Let’s look at the “Art” of the wedding. Buy that I mean all of the visual aspects that make up your wedding style. Your gown, flowers, reception location, style of photography, your shoes, hair and make-up as well as the bridesmaids dresses and the presentation of the food are all elements that make up the “Art” of your wedding.
These visual elements when put together become the total look; they elicit a certain mood and help define the image you and your fiancé would like to share with your guests. Let me address specifically your beauty needs and the elements involved in pulling together your personal style. All the elements of your dress, hair, make-up, nails, and headpiece need to work together to become the “art” of your “Total Bridal Look.”
ELEMENTS OF DESIGN
Let’s look at a few important elements of design that are relative to style. Understanding each of these elements will make it easier for you to use them when creating your “total bridal look.” Whether you are working with your florist, caterer, or consultant you need to be able to translate your wishes to them that will pull together a great “stylish” wedding experience.
Line Size Shape Position Density Texture
Line: The line of a hairstyle, floral centerpiece, or the composition within a photograph has a direction either horizontally or vertically. Horizontal lines broaden and shorten with the eye following the width. Vertical lines slim and elongate. The line can be dramatic and sophisticated or soft and romantic.
*I remember a very slender and petite bride who was wearing a slim fitted narrow gown. Perfect for her because it made her look taller. But the gown shop suggested a wreath of flowers. Just as the eye was drawn up, the wreath cut off the illusion of height. The horizontal line of the wreath cancelled out any help the vertical gown accomplished in making her seem taller. It took some convincing and a visual demonstration but I got her to change her headpiece.
The line of the dress should match the hair. A long slim fitted wedding gown is complemented with a narrow bob tucked behind the ears or a bunch of curls piled high on the head. The line of a traditional full-skirt wedding gown is horizontal. This style is complemented by a softer romantic and wider hairstyle, perfect with a wreath headpiece.
Staying within these design parameters is a general guideline for most brides. However, a bride with flair for the dramatic and a strong personality can certainly carry off a total look that does not “match”. A slim fitted gown with sexy wild hair may be your flavor.

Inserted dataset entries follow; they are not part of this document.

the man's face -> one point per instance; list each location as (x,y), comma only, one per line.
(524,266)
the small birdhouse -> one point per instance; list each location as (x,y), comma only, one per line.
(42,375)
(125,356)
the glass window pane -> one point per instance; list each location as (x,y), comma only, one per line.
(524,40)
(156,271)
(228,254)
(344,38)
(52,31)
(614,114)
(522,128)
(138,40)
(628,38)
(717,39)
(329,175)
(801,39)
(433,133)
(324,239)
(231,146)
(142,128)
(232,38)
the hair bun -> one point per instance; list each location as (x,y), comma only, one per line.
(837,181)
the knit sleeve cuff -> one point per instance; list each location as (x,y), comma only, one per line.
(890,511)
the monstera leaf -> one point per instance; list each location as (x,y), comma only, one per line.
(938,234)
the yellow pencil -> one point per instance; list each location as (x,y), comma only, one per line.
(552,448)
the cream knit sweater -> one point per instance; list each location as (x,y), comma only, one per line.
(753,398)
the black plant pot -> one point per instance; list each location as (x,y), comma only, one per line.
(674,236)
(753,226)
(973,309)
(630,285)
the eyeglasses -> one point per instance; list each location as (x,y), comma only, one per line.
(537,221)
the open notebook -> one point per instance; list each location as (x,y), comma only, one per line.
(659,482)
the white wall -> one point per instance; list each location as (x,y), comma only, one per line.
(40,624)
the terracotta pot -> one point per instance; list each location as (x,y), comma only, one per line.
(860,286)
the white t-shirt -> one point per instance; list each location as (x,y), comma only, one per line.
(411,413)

Size: The finished size of a hairstyle and veil depends on a few factors: How much hair you have, how tall, petite or full figured you are plus the overall line, size, detail, and fullness/length of dress. As an example, apply this size “element” to the flowers. The size and volume of a bouquet should not overpower a petite bride or table setting.
If you choose to wear a slim suit for a daytime wedding it would be important to keep your hairstyle compact and simple. If a full skirt or bustled wedding gown is your style, then go for a larger headpiece and hairstyle. Again, try to match the overall size of dress to you, and size and line of hairstyle to balance.

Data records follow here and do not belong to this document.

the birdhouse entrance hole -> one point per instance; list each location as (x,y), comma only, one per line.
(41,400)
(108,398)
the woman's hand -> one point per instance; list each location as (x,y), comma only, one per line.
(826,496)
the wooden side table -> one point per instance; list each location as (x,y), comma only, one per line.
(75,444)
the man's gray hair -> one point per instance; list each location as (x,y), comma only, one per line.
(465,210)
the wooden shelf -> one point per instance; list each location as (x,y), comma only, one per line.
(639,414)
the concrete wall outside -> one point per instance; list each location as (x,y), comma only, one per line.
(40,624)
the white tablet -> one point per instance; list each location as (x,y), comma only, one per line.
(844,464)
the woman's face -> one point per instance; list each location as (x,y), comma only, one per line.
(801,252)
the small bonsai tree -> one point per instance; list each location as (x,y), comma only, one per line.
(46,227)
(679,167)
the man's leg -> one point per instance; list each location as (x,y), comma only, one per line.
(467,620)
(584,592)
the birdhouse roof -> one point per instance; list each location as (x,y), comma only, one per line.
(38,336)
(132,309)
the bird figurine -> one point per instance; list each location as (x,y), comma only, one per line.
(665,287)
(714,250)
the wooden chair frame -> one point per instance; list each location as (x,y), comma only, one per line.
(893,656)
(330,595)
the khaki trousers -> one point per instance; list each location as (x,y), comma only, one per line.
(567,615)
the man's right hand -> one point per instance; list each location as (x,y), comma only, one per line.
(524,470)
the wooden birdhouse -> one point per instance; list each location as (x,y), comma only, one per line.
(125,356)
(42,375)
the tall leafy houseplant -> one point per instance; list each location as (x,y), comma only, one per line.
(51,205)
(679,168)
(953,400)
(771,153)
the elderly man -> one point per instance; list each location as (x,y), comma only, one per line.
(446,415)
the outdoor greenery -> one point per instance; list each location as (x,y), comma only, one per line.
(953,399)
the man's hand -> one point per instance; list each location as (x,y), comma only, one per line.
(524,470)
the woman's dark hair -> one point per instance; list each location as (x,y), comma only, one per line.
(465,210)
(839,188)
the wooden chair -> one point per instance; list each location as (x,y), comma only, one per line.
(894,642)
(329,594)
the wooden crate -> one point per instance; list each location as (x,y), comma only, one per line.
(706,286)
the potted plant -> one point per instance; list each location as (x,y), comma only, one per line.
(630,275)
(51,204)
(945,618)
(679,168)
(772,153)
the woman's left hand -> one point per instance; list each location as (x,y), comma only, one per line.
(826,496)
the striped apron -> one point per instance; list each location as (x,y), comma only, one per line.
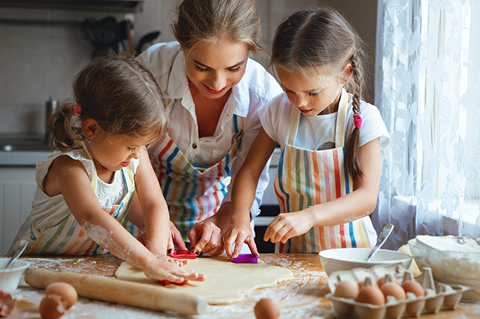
(193,192)
(68,237)
(310,177)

*I had a bride who was petite but wore a traditional full gown with a chapel length veil. (I lot of dress for a little woman) She also requested that her veil trail longer than the gown! I created a smaller Updo and made her a smaller headpiece to be worn toward the back of the head. I gave her the length she wanted for the veil but it was not gathered too full. It allowed the horizontal line to flow but worked with her proportions. Sometimes too much veiling on top of a petite bride can make her look top heavy.
Shape: The shape of the finished Updo or hairstyle needs to complement the shape of your face as well as the proportions of you in your dress. The shape is the outer line a hairstyle makes. Visualize a wide bob haircut making the outer shape of a triangle. A shag or layered cut has the outer shape of a rectangle. A wedge hairstyle has the shape of a diamond.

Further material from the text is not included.